This repository holds five datasets that list existing Buffer Overflow vulnerabilities in more than 10000 source code files written in C. Particularly, it is suitable for extracting features and creating training datasets for Machine Learning.

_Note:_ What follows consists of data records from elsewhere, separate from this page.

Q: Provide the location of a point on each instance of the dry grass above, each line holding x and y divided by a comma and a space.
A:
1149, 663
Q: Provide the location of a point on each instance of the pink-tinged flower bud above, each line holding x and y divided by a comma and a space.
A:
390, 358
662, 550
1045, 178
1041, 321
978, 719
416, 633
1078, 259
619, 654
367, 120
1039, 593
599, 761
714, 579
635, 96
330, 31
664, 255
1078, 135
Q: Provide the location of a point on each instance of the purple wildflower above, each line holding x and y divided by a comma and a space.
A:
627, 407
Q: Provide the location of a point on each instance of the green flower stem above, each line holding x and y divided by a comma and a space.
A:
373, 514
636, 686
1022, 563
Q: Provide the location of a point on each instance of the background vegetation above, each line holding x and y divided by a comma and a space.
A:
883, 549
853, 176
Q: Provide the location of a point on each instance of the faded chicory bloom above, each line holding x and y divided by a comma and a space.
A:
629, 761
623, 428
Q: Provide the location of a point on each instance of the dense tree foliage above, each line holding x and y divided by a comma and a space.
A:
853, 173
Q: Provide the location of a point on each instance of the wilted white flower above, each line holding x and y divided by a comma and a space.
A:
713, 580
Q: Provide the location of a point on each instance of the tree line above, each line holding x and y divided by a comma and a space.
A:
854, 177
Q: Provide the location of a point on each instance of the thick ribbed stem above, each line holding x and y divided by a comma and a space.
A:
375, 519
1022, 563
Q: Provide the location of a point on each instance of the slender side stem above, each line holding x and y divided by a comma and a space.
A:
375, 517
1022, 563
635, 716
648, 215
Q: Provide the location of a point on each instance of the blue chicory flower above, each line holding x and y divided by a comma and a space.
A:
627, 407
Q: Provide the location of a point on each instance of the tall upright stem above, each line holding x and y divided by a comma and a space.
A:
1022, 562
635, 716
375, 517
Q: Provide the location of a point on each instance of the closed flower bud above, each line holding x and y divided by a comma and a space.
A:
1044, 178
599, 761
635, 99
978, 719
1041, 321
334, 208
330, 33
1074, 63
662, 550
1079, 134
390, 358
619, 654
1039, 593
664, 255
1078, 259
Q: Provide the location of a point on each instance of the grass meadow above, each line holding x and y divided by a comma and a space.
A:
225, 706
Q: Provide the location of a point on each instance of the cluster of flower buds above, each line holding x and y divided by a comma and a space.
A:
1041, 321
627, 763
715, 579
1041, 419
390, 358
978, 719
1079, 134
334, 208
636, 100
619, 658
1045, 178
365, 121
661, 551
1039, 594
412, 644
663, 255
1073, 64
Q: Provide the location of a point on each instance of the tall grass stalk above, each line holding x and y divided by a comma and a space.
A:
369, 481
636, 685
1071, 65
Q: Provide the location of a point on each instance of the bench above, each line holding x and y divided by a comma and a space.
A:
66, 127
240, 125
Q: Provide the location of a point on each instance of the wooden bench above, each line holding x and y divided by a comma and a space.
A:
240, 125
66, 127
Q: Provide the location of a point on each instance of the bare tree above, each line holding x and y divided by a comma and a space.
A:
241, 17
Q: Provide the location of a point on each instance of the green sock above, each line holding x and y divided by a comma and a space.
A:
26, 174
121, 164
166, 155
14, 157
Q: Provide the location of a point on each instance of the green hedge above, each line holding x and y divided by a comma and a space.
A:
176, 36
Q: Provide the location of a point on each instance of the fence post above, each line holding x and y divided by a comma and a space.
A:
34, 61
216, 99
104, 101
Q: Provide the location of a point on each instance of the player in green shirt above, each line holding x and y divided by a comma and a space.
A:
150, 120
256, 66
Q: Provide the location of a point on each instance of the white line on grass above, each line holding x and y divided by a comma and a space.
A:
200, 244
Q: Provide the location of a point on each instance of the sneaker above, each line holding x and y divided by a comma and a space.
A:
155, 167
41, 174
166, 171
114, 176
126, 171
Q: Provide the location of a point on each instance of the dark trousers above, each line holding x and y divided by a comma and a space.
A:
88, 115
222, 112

The data was collected from open source repositories linked to SonarCloud using SVCP4C on different dates.
Name | Total Files | Checksum |
---|---|---|
DataSet_07032019.tar.gz | 2305 | abc7e173fca5d1e7b22313dfade2be19297d6e6735e4d325301a2f410f488797 |
DataSet_03062019.tar.gz | 2378 | ba367f4c4c21e26f6de79652185758394d80998d88b14a0bcbecc299b6336a3d |
DataSet_16082019.tar.gz | 2262 | c12599c8412629925f09821bdf2a74970afd631a9e376cd7fd67bdc5fef9ec3f |
DataSet_20082019.tar.gz | 2258 | 6c69f14cf6e839955d97e48afe502914715d84d409170ea0ba499107ec902943 |
DataSet_31082019.tar.gz | 2257 | b3984fe3d91426b607f89222d44fef7bfcbb13af894ea2f29afadf96365da1de |
Vulnerabilities are listed using comments appended at the end of each file (see SVCP4C repository). Such comments follow the format // starting_line,starting_offset;ending_line,ending_offset
(with offset being the column). For example, file DataSet_03062019.tar.gz/bzip2debianstretche1.0.6/bzip2.c has four vulnerabilities tagged like:
// ↓↓↓VULNERABLE LINES↓↓↓
// 1126,3;1126,9
// 1153,9;1153,15
// 1341,9;1341,15
// 1734,6;1734,12
For scientific publications, please reference this repository using:
Raducu, R., Esteban, G., Rodríguez Lera, F. J., & Fernández, C. (2020). Collecting Vulnerable Source Code from Open-Source Repositories for Dataset Generation. Applied Sciences, 10 (4), 1270. DOI: https://doi.org/10.3390/app10041270
@ARTICLE{Raducu2020,
Title = {Collecting Vulnerable Source Code from Open-Source Repositories for Dataset Generation},
Author = {Raducu, Razvan and Esteban, Gonzalo and Rodr{\'\i}guez Lera, Francisco Javier and Fern{\'a}ndez, Camino},
Journal = {Applied Sciences},
Volume = {10},
Number = {4},
Pages = {1270},
Year = {2020},
Publisher = {Multidisciplinary Digital Publishing Institute},
Doi = {https://doi.org/10.3390/app10041270}
}
Datasets are licensed under CC BY-ND 4.0.